Tras desarmar las valijas, mi abuela se puso a acomodar las habitaciones. En el living advirtió la presencia de la muñeca, sentada, levemente camuflada entre los almohadones del sillón. Se sobresaltó un poco, porque en el silencio de la casa, que todavía guardaba la ausencia quieta de las semanas anteriores, escuchó el sonido agudo y lúdico: “Hola, soy Mara, quiero ser tu amiga”. “¿Quieres jugar conmigo?”.

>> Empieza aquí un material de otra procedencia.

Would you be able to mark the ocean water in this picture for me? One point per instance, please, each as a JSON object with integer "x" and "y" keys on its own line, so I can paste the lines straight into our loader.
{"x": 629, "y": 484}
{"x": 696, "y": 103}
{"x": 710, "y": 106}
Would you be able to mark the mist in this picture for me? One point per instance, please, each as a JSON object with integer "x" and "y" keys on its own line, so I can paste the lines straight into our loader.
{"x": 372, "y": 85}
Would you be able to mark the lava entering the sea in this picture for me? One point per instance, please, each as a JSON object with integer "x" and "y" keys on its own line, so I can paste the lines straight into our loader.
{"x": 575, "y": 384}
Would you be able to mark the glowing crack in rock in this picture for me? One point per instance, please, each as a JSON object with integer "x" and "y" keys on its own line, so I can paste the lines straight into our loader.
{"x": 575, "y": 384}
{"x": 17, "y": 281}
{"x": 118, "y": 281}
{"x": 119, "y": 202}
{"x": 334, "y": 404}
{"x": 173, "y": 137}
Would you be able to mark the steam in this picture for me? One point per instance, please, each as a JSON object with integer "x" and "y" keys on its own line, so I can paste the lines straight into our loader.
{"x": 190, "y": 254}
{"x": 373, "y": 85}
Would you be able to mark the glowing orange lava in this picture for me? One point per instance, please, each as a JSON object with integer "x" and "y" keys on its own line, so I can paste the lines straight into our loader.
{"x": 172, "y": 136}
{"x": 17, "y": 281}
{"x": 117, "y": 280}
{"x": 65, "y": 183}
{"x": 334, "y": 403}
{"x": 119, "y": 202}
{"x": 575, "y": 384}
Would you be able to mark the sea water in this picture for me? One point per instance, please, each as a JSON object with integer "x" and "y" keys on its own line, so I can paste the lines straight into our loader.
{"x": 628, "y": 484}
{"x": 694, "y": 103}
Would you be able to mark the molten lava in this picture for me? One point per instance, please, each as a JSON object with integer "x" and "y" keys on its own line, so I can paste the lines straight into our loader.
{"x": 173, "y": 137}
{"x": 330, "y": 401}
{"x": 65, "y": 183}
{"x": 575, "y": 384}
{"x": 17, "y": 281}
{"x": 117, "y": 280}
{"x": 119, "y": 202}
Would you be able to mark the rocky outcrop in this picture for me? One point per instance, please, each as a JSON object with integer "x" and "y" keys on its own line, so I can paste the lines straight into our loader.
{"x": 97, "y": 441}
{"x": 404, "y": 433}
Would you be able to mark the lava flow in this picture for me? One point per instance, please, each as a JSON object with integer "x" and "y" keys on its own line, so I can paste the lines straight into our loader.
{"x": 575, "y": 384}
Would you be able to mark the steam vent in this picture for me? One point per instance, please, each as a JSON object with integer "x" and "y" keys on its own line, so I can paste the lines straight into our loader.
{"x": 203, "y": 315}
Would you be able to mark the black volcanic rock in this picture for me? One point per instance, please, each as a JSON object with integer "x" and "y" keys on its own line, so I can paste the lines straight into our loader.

Mi abuelo, cada vez que resurgía el tema, decía que Pocho era un desagradecido por no haber vuelto nunca más de visita. Aunque estaba un tanto molesto, había decidido guardar la muñeca para devolvérsela algún día, resistiendo al pedido insistente de mis primas, que trataban de convencerlo para quedársela.
Varios años después, en un encuentro azaroso en la calle, Verito le contó a la familia que su papá había fallecido tras un accidente. Había caído en un zanjón a apenas un kilómetro de su casa una madrugada de verano; el golpe había tan sido grave que no resistió más que unas horas desde que lo internaron en el hospital. Llevaba consigo un bolso pequeño y la caja vacía de una muñeca. Algún testigo dijo que antes de la caída se había bajado de un auto y a los pocos segundos salió corriendo detrás para alcanzarlo, como si hubiera advertido algo repentinamente. Vero estaba convencida de que alguien lo había asaltado, lo raro era que no le habían robado el dinero que tenía en los bolsillos.
Para aquel entonces, cuando el encuentro con la hija de Pocho fue tema de la mesa familiar, ya todas habíamos crecido y casi ni recordábamos la muñeca sin caja que quedó en el sillón aquel verano. Nunca indagué entre mis primas si, en algún momento, alguna de ellas habría manipulado el bolso de Pocho. En aquella madrugada estábamos todas medio dormidas.
Yo apenas me había fijado en aquella muñeca reluciente, de vestido celeste con botoncitos de perlas, zapatillas blancas, cabello rubio y sedoso y ese aroma riquísimo a plástico nuevo de juguetería.